In a recent article for the Guardian Evgeny Morozov is tripping around the questions whether the US or China and Russia are the greater danger for Internet freedom. Being only an artifical discussion, the more important debate should be how to secure Interent freedom independet from these actors.
Russia takes general a strong grip on their whole media, including the Internet, not just for reasons of internal affairs. Being pushed back by the US after the end of the cold war, they are working closely together with other BRIC states in opposing the US.
The fact that China is heavily restricting and filtering the Internet is nothing new. New is not even the struggles between the US and China in the tech area. The US is accusing China of embedding espionage parts in microchips and other products manufactured China. China just recently banned Windows 8 from all government computers for the same reason. Quite some reasons to work together with other emerging states like Brazil or Russia.
Finally, the US is trying to keep their domination on the Internet related structures and core services. Initatives like giving IANA more autonomy by stepping back from their “special” role are only drops in the bucket.

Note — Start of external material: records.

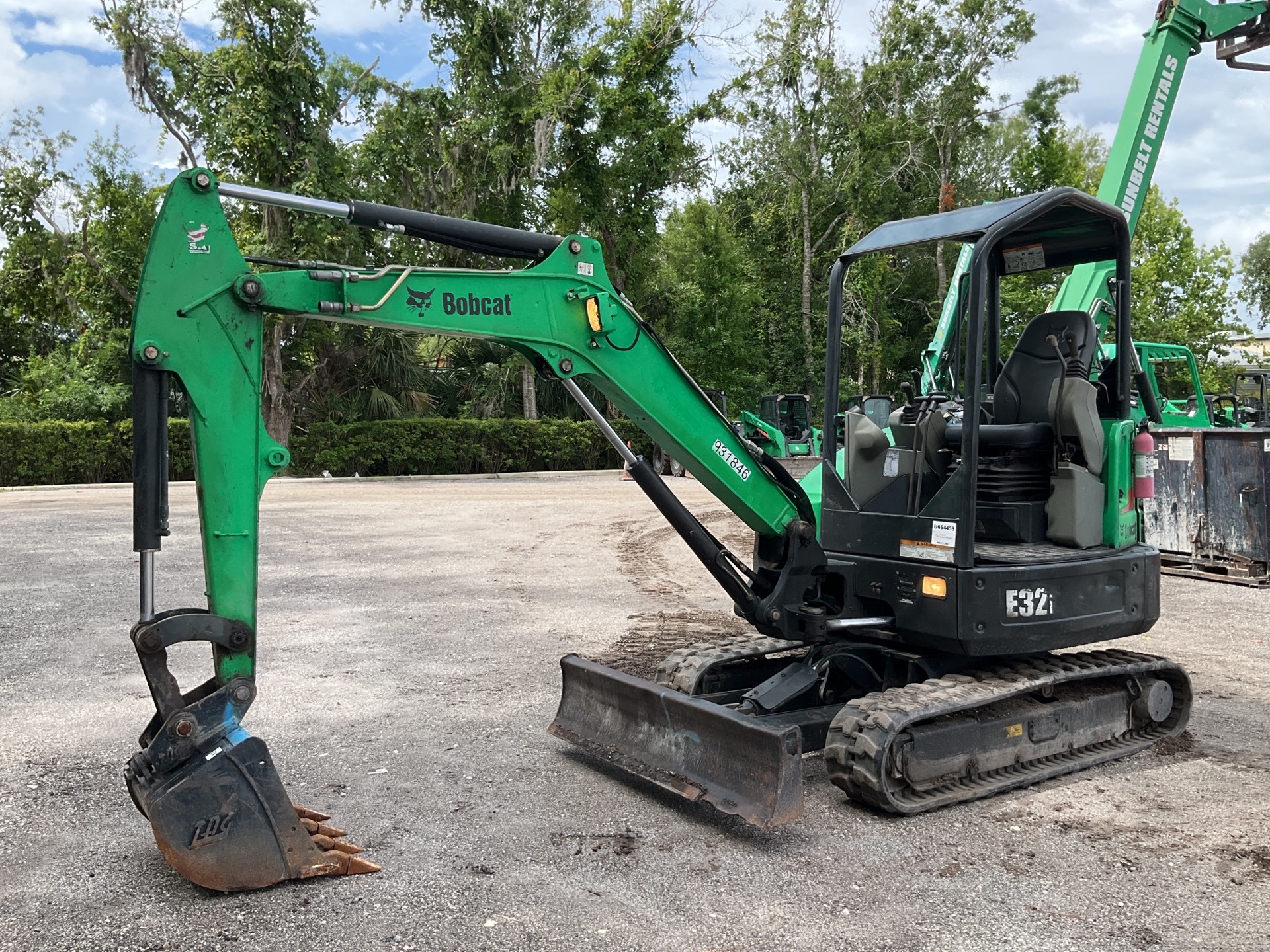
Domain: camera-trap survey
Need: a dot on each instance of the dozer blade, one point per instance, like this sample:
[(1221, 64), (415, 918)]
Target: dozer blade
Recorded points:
[(224, 820), (690, 746)]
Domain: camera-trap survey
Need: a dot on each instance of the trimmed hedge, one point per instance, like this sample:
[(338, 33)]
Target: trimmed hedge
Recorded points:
[(436, 444), (59, 452), (75, 451)]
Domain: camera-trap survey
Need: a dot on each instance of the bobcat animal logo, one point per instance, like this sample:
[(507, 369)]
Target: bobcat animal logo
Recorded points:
[(418, 300), (196, 240), (211, 829)]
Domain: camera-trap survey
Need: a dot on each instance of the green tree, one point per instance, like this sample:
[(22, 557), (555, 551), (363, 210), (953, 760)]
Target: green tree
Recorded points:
[(704, 305), (550, 118), (931, 70), (258, 107), (75, 239), (1256, 278), (792, 158), (1181, 290)]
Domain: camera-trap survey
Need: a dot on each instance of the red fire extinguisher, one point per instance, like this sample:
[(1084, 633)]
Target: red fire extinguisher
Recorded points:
[(1143, 463)]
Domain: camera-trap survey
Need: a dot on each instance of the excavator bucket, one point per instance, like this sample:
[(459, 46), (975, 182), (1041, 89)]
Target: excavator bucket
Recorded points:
[(225, 822), (690, 746), (210, 790)]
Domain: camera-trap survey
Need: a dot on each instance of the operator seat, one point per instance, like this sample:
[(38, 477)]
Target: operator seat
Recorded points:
[(1020, 400)]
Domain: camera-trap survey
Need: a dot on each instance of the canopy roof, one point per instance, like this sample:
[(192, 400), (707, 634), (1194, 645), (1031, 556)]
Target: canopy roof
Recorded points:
[(1067, 225)]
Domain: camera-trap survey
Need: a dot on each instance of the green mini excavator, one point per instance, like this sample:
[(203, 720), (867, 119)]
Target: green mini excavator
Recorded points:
[(1177, 32), (908, 626)]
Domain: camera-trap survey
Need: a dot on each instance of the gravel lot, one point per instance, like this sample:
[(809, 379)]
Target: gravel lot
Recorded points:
[(415, 626)]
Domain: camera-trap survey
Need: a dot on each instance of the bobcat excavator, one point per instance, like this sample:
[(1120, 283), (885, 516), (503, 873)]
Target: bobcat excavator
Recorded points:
[(917, 651)]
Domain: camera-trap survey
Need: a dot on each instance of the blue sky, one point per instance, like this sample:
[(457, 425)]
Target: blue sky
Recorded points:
[(1214, 159)]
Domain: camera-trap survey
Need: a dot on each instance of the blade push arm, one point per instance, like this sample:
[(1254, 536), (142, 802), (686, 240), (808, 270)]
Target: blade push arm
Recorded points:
[(200, 315)]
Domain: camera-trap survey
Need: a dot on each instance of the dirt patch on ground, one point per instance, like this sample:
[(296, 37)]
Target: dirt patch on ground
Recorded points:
[(654, 635), (653, 555)]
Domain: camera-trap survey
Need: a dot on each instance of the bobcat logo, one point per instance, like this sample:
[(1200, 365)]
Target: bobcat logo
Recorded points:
[(419, 300), (211, 829), (196, 240)]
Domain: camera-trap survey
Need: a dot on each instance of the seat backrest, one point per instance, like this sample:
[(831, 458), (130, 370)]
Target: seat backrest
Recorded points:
[(1023, 389)]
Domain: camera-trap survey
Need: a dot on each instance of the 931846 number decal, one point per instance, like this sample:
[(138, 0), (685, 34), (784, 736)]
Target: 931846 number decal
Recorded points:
[(1029, 603)]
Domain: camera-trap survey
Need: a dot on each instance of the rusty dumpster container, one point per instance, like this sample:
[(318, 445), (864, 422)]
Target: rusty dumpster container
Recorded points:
[(1209, 516)]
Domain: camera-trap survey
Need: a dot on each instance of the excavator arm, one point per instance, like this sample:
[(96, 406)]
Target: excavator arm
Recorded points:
[(215, 801)]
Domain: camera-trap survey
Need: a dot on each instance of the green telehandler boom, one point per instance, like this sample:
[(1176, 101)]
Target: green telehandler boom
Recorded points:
[(888, 601), (1177, 32)]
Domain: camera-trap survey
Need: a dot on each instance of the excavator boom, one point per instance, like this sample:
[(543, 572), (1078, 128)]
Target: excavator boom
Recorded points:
[(218, 807)]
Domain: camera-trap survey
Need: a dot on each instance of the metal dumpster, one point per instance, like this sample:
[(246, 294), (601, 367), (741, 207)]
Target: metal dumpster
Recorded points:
[(1209, 516)]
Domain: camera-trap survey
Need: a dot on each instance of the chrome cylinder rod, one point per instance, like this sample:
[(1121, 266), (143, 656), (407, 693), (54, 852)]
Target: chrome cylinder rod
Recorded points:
[(599, 419), (284, 200), (148, 586)]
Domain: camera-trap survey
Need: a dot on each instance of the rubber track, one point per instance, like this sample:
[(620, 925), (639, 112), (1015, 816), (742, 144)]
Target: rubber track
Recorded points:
[(859, 746), (683, 668)]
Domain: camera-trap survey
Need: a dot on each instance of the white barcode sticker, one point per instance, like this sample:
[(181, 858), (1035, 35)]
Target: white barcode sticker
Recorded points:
[(944, 534), (1028, 258), (890, 463)]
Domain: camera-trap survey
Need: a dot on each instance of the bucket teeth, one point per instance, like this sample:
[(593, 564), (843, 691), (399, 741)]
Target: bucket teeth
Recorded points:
[(341, 856), (352, 865), (314, 826), (304, 813)]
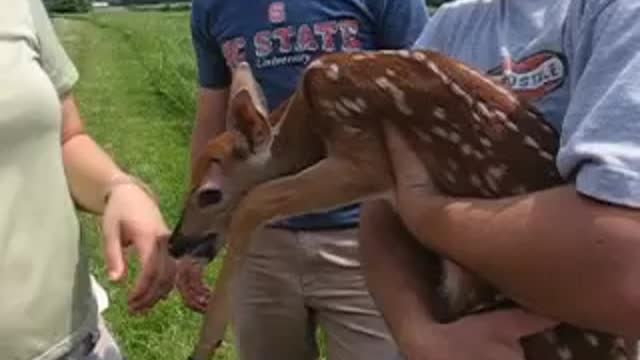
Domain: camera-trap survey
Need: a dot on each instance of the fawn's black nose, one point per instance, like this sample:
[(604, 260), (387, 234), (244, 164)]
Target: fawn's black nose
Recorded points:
[(208, 197)]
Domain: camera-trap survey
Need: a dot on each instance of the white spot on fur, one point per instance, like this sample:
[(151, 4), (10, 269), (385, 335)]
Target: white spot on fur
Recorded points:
[(501, 115), (491, 181), (511, 126), (466, 149), (333, 72), (326, 104), (316, 64), (528, 140), (352, 105), (424, 136), (440, 113), (497, 172), (443, 77), (419, 56), (397, 94), (484, 110)]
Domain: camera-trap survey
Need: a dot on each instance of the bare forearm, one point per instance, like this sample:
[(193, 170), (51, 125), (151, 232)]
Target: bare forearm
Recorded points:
[(397, 273), (554, 251), (90, 171)]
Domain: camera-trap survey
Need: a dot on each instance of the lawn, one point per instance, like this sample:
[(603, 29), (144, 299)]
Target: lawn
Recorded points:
[(136, 93)]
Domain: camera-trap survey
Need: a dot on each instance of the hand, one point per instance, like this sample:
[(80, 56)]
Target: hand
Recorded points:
[(131, 217), (490, 336), (190, 284)]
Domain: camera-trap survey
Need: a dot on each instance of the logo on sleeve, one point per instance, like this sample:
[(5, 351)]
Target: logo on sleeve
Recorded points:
[(277, 12), (534, 76)]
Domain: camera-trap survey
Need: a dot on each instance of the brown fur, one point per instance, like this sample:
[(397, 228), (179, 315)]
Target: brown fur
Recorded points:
[(324, 147)]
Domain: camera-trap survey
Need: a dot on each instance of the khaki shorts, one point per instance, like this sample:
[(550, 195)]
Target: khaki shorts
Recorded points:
[(295, 281)]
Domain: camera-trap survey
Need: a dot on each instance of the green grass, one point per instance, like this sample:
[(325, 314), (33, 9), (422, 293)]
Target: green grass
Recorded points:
[(136, 93)]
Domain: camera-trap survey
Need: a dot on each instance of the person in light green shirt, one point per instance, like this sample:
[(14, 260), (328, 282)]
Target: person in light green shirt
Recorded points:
[(48, 169)]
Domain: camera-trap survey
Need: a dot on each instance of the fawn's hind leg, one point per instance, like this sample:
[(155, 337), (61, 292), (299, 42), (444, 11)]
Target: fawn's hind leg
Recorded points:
[(329, 183)]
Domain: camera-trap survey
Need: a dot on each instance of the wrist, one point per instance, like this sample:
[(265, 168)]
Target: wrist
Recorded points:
[(120, 180)]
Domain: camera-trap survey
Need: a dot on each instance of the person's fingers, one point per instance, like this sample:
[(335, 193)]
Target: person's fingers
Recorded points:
[(113, 252), (159, 283), (191, 286), (148, 249)]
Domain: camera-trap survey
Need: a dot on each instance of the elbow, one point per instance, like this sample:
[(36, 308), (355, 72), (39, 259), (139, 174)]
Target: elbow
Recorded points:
[(620, 251)]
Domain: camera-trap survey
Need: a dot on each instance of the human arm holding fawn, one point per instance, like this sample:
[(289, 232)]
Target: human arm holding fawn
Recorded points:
[(569, 252), (129, 214)]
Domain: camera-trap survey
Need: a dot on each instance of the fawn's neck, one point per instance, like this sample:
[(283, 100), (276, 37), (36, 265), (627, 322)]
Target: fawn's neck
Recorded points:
[(296, 146)]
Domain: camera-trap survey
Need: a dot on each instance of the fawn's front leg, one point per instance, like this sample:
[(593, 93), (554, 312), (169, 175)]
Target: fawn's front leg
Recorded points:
[(329, 183)]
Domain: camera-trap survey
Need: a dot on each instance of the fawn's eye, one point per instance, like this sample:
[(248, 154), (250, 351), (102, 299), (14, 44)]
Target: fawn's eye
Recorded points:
[(240, 152)]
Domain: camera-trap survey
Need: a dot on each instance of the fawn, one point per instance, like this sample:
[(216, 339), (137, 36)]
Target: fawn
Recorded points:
[(324, 147)]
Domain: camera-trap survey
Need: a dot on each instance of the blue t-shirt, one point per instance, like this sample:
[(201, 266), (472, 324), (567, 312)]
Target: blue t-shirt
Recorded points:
[(577, 61), (279, 38)]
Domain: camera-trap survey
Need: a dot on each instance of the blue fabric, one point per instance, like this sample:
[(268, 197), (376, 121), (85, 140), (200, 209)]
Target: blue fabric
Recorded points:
[(279, 38), (577, 61)]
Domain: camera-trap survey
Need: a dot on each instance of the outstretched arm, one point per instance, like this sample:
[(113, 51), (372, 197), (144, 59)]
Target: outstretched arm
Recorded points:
[(570, 252)]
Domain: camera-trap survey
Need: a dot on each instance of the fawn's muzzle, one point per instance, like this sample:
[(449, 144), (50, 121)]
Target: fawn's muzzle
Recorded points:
[(206, 246)]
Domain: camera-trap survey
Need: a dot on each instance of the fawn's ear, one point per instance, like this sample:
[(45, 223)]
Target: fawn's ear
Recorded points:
[(248, 109)]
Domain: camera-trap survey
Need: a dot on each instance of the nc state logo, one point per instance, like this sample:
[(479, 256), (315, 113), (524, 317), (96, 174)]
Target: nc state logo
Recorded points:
[(277, 12), (535, 75)]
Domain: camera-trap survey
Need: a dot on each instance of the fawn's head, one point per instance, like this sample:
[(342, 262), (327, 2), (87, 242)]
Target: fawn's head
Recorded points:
[(231, 164)]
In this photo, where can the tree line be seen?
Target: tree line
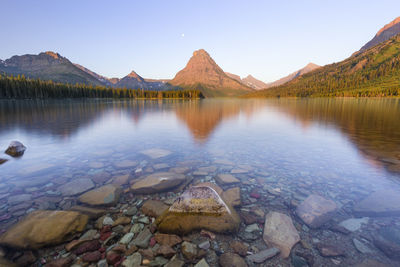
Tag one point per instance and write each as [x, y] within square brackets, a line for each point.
[19, 87]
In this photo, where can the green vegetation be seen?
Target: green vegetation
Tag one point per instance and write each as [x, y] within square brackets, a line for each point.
[372, 73]
[20, 87]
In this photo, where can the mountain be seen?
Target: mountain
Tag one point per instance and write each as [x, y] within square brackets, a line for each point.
[372, 72]
[202, 73]
[47, 66]
[309, 67]
[248, 81]
[387, 32]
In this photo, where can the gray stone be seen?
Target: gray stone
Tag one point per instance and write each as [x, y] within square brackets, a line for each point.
[316, 210]
[133, 260]
[143, 239]
[263, 255]
[76, 187]
[354, 224]
[280, 232]
[379, 203]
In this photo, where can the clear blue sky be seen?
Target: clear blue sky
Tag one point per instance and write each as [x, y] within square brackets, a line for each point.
[268, 39]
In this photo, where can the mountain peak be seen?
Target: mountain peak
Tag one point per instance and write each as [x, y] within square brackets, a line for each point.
[385, 33]
[389, 25]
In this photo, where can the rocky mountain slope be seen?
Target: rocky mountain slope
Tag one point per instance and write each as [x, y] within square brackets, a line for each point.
[202, 73]
[388, 31]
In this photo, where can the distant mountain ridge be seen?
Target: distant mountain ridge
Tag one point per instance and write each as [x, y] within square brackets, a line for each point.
[202, 73]
[309, 67]
[385, 33]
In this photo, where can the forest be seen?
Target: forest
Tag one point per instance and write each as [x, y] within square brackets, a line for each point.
[371, 73]
[19, 87]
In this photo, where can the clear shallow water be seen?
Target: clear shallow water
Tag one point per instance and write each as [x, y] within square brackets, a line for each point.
[340, 148]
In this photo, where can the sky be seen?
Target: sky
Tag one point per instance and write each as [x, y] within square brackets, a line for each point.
[156, 38]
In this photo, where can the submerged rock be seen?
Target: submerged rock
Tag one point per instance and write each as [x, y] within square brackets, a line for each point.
[15, 149]
[316, 210]
[158, 182]
[379, 203]
[44, 227]
[198, 208]
[102, 196]
[280, 232]
[76, 187]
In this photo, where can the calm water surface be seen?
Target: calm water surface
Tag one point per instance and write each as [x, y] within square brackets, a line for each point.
[340, 148]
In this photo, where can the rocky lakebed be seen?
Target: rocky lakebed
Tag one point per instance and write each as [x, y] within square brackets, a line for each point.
[160, 211]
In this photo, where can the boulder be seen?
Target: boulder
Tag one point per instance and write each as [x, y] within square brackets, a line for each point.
[153, 208]
[231, 259]
[15, 149]
[44, 227]
[226, 179]
[198, 208]
[103, 196]
[379, 203]
[158, 182]
[280, 232]
[316, 210]
[76, 187]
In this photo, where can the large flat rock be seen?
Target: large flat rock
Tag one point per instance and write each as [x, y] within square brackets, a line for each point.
[158, 182]
[76, 187]
[102, 196]
[379, 203]
[280, 232]
[316, 210]
[198, 208]
[43, 228]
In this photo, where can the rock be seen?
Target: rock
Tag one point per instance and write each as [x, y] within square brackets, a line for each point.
[316, 210]
[327, 250]
[15, 149]
[94, 256]
[133, 260]
[102, 196]
[13, 200]
[280, 232]
[189, 250]
[93, 213]
[353, 224]
[168, 240]
[263, 255]
[226, 179]
[143, 239]
[379, 203]
[61, 262]
[239, 248]
[232, 196]
[156, 153]
[361, 247]
[158, 182]
[203, 263]
[76, 187]
[166, 251]
[175, 262]
[388, 240]
[231, 259]
[204, 245]
[153, 208]
[88, 246]
[42, 228]
[126, 238]
[198, 208]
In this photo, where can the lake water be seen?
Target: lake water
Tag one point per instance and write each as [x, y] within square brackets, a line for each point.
[342, 149]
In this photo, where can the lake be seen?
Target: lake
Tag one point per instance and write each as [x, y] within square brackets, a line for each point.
[284, 149]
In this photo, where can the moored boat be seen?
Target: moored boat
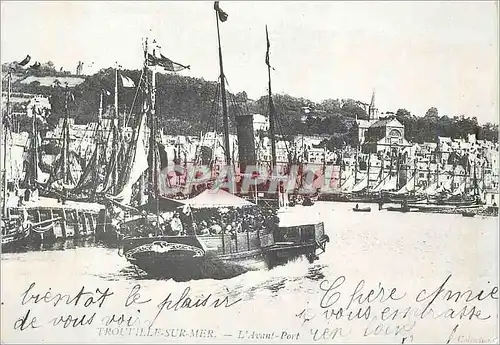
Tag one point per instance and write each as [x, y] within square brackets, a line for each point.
[362, 209]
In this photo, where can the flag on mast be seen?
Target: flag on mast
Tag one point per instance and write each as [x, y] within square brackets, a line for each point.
[25, 61]
[268, 46]
[127, 82]
[222, 15]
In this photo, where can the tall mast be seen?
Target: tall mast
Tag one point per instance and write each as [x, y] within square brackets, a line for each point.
[115, 133]
[271, 109]
[3, 131]
[368, 172]
[223, 95]
[116, 93]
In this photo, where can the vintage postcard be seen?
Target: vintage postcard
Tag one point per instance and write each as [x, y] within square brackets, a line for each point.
[249, 172]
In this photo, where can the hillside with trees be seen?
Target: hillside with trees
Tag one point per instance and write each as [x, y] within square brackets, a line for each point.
[187, 106]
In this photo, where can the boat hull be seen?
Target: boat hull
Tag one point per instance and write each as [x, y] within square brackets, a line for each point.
[185, 257]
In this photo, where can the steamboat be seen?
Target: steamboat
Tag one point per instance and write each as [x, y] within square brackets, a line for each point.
[171, 239]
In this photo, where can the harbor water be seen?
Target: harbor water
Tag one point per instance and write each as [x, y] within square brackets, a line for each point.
[407, 251]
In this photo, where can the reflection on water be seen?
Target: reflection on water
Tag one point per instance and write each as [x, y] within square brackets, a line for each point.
[358, 241]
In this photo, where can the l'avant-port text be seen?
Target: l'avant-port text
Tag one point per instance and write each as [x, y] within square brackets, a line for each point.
[156, 332]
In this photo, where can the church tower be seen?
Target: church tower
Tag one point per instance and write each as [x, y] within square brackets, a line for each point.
[372, 110]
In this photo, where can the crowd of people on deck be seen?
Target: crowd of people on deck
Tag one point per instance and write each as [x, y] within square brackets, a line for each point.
[212, 222]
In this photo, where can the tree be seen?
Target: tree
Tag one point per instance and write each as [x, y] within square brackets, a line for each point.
[432, 113]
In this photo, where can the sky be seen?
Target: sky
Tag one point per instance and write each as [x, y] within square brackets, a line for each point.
[415, 55]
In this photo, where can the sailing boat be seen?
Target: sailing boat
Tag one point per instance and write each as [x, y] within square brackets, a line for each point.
[171, 244]
[15, 230]
[41, 218]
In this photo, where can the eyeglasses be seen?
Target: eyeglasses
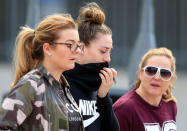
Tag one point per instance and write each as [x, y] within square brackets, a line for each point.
[73, 46]
[151, 71]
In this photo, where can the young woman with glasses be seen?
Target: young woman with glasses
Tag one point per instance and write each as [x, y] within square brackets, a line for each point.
[40, 99]
[91, 78]
[151, 105]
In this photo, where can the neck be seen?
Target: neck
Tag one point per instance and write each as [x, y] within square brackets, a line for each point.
[52, 69]
[154, 101]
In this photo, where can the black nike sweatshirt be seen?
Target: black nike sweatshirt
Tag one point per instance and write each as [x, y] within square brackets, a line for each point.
[97, 112]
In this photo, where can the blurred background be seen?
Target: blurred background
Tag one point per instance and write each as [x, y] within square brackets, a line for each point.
[137, 25]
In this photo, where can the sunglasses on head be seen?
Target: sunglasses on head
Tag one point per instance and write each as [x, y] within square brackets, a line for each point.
[151, 71]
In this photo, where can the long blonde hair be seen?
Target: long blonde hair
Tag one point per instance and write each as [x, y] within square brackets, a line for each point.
[160, 52]
[28, 46]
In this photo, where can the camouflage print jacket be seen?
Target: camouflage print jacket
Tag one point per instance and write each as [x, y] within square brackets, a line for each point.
[34, 104]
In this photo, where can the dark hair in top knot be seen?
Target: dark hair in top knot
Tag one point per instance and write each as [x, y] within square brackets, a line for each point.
[92, 13]
[90, 22]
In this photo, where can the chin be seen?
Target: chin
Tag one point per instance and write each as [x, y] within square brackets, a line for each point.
[70, 66]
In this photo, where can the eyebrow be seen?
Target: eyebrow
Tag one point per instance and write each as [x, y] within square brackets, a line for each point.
[71, 40]
[106, 47]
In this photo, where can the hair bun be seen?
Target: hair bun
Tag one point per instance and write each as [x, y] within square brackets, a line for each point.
[92, 13]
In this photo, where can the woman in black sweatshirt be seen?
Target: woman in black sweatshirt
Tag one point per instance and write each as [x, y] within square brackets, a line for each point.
[92, 78]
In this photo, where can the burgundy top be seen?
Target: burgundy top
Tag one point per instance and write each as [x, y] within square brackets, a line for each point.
[135, 114]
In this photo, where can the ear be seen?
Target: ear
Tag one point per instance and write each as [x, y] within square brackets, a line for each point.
[172, 79]
[47, 49]
[140, 74]
[84, 49]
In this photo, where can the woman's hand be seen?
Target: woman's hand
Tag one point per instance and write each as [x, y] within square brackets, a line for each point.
[107, 76]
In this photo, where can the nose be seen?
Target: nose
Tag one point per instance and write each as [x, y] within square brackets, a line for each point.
[157, 75]
[107, 58]
[77, 50]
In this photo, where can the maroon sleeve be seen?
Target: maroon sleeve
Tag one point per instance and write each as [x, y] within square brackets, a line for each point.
[123, 115]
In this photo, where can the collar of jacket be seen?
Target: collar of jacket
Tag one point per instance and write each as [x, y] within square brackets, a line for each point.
[85, 76]
[44, 72]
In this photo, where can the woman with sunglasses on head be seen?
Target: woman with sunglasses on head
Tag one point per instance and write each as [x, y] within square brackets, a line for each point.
[151, 105]
[40, 99]
[91, 78]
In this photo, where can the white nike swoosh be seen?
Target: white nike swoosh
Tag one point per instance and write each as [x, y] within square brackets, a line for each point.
[91, 120]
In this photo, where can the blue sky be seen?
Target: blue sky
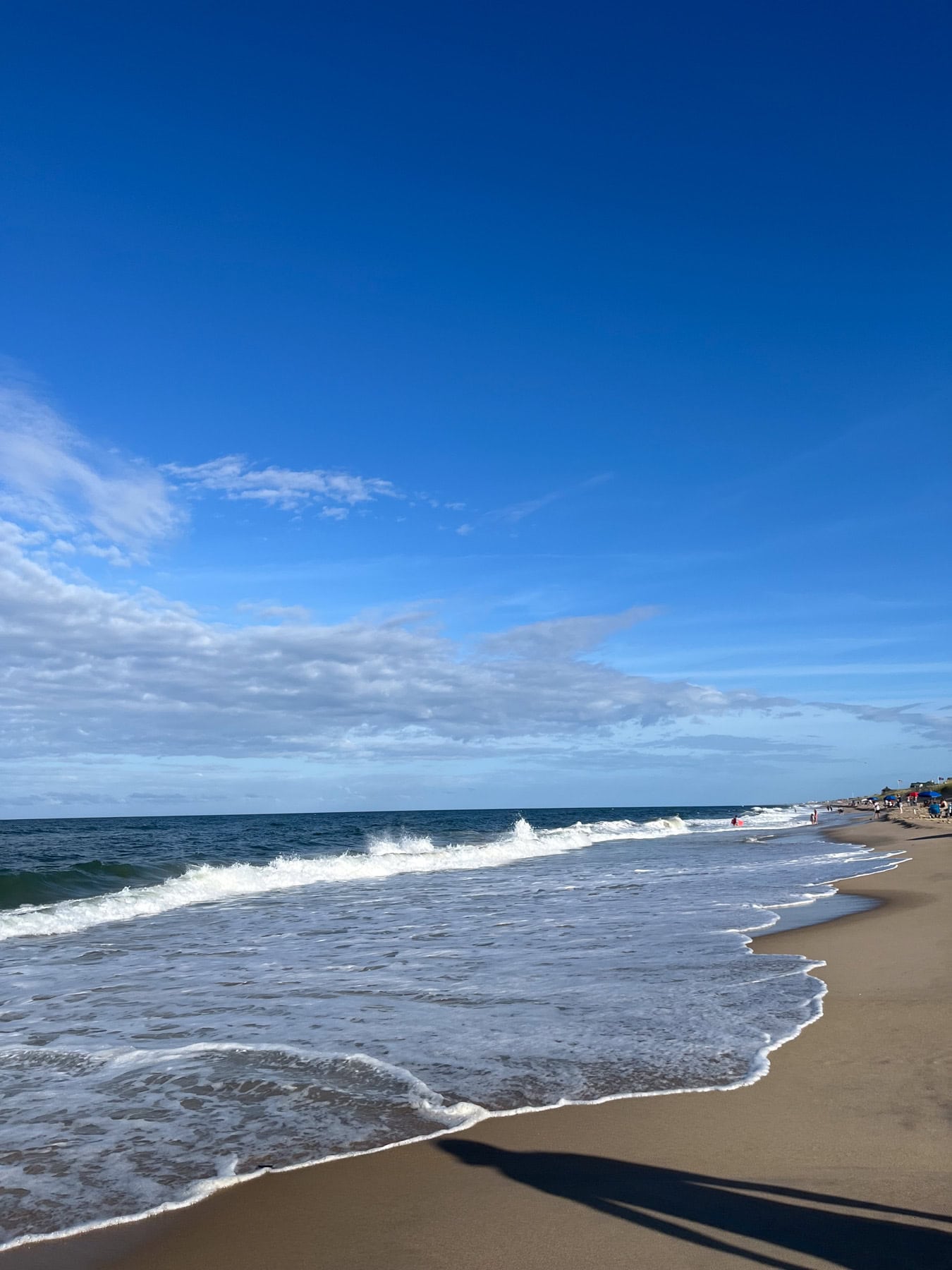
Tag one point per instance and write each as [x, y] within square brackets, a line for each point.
[517, 406]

These are few of the reasons why the current international policy processes in the field of Internet Governance are stuck. Steps ahead were mainly made in more detailed modeling of the multi-stakeholder processes, not the topics itself. This is not just true for UN related processes like th IGF, but also for new initatives like NETmundial. Being organized at the first place in Brazil it was meant to discuss the topic of global surveillance in the context of the NSA leaks by Edward Snowden. At the end it was diluted by US interference and had even a weaker final statement than the previous anti-spying resolution at the UN.
All of this is unfortunatea and even sad for the sake of Internet freedom. Waiting for a quick solution in the near future is an illusion which only damages the cause. The defence of Internet freedom and rights are up to other countries working hand in hand with civil society. Looking at state like Iceland, Switzerland or Estonia who claim some credibilty in that field, seem a good start to go. Having a core group of countries securing Internet freedom others will join and every addional will create more pressure on the US, China and Russia.